Las vi ascender por las laderas de la Acrópolis

con encendidas teas, entonando

el himno roto, universal, a la belleza.

En Pisa vi la torre enderezada

y rectos ya los cuellos

de los turistas, antes dislocados.

El Taj Mahal tiene aún el cuerpo de oro,

pero al lado otra cúpula

sin muros ni columnas se sostiene en el aire.

La Selva Negra es blanca. Junto a la Casa Blanca

hay un ciego que es manco

y cuenta con los dedos de los pies maletines de dólares.

Cuando llego a Manhattan hallo averiados

todos los ascensores;

allí andan en la noche los ilusos

pidiéndoles prestadas alas a la lechuzas.

En Roma, o Munich, Praga, Londres, Budapest, ya no recuerdo dónde,

hay un célebre museo de pintura

en que los personajes de los cuadros envejecen de tedio,

discuten entre sí,

matan en conversación las horas muertas.

Y tan desoladora es la soledad de los retratos únicos,

que, si a ellos te acercas, te dan los buenos días,

te preguntan la hora o te hablan del mal tiempo.

A un concierto asistí, no sé la sala,

en que los instrumentos de viento

obraban del revés

y hacían sonar al hombre o a la mujer que los tocaba;

puedo dar fe: era asombroso el caos.

¿Arribar a las islas? Muchas

navegaban perdidas por el Mediterráneo

tratando de avistar el humo en los tejados

de la imposible Ítaca.

Descubrí que los chinos, japoneses, etcétera,

tienen los ojos rasgados

para ver bien, al menos, la mitad de las cosas.

En la India

el Nirvana no existe;

yo vi a un turista yanki llevárselo,

atolondrado, en la mochila.

Mi paso por París no deja historia.

La torre Eiffel tenía día en off y estaba de paseo.
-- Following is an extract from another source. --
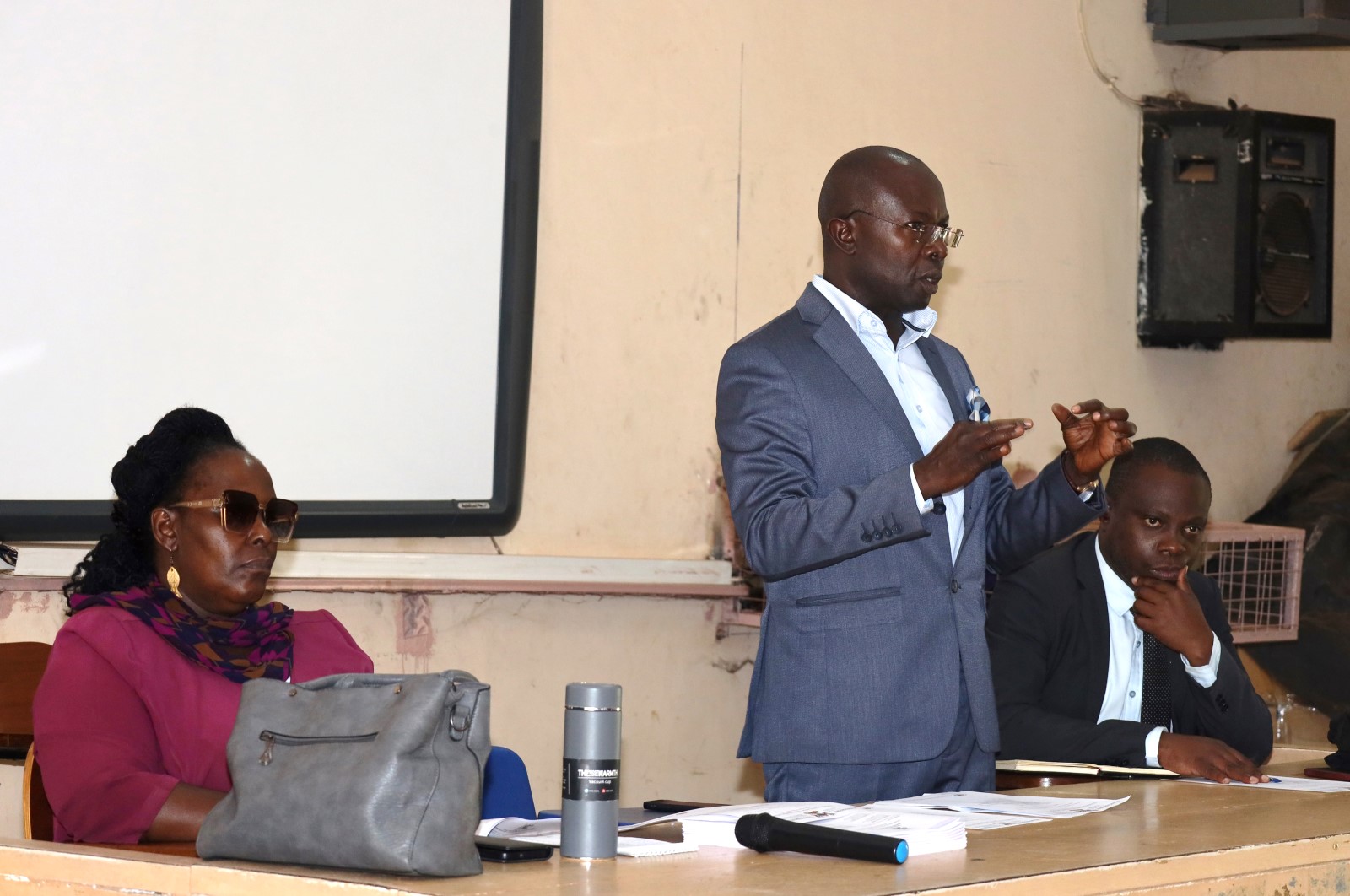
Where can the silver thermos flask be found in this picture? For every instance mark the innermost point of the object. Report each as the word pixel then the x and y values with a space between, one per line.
pixel 591 771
El Sena era de nubes, Notre Dame

se peinaba arbotantes sin espejo.

No pude ver los templos de Bangkok;

cerca del aeropuerto tuve que elegir

y decidí quedarme a ver a aquellos niños

que jugando amasaban la dicha con el barro.
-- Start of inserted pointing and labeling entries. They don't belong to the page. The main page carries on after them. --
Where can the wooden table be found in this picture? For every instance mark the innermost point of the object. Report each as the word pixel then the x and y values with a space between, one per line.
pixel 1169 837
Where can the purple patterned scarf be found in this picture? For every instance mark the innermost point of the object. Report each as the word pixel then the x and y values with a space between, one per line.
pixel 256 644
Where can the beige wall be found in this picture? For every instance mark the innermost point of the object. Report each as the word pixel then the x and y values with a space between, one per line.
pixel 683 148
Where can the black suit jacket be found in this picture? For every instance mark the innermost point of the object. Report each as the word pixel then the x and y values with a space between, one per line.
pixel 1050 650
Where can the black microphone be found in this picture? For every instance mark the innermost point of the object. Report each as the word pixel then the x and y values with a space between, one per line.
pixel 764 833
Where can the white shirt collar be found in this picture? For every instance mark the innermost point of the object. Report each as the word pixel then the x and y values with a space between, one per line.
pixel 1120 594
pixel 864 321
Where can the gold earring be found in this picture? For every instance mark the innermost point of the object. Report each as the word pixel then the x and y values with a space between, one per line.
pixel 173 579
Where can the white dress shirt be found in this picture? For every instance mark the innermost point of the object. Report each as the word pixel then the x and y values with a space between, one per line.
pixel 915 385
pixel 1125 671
En Guayaquil olía a café y azúcar

y en Split traía la marea

un vasto hedor, le pese a Diocleciano,

de cloaca doméstica.

Menos mal que Dubrovnik

posaba tras la guerra perfecto para un cuadro

en que los siglos oponían

un vivo enroque en piedra dentellada

a los brazos azules del Adriático.

Este verano no viajé, sólo monté un crucero

en torno de mí mismo

tocando largas costas, visitando

maravillas lejanas, inventando ciudades,

chapurreando todos los idiomas del mundo.

Hubo un lugar, yo sé muy bien que existe,

en que todos los hombres llevaban la cabeza en la mano

y la alzaban joviales para despedirme

a modo de visera, de pañuelo entrañable.

Este verano, por razones

que del caso no son,

yo he hecho un viaje muy largo e imposible

de resumir. Y ya no sé muy bien

si el juego o el dudoso

humor me han extraviado

o he llegado derecho hasta mí mismo.

(Septiembre de 2008)

(De Apasionado adiós, Madrid, 2013).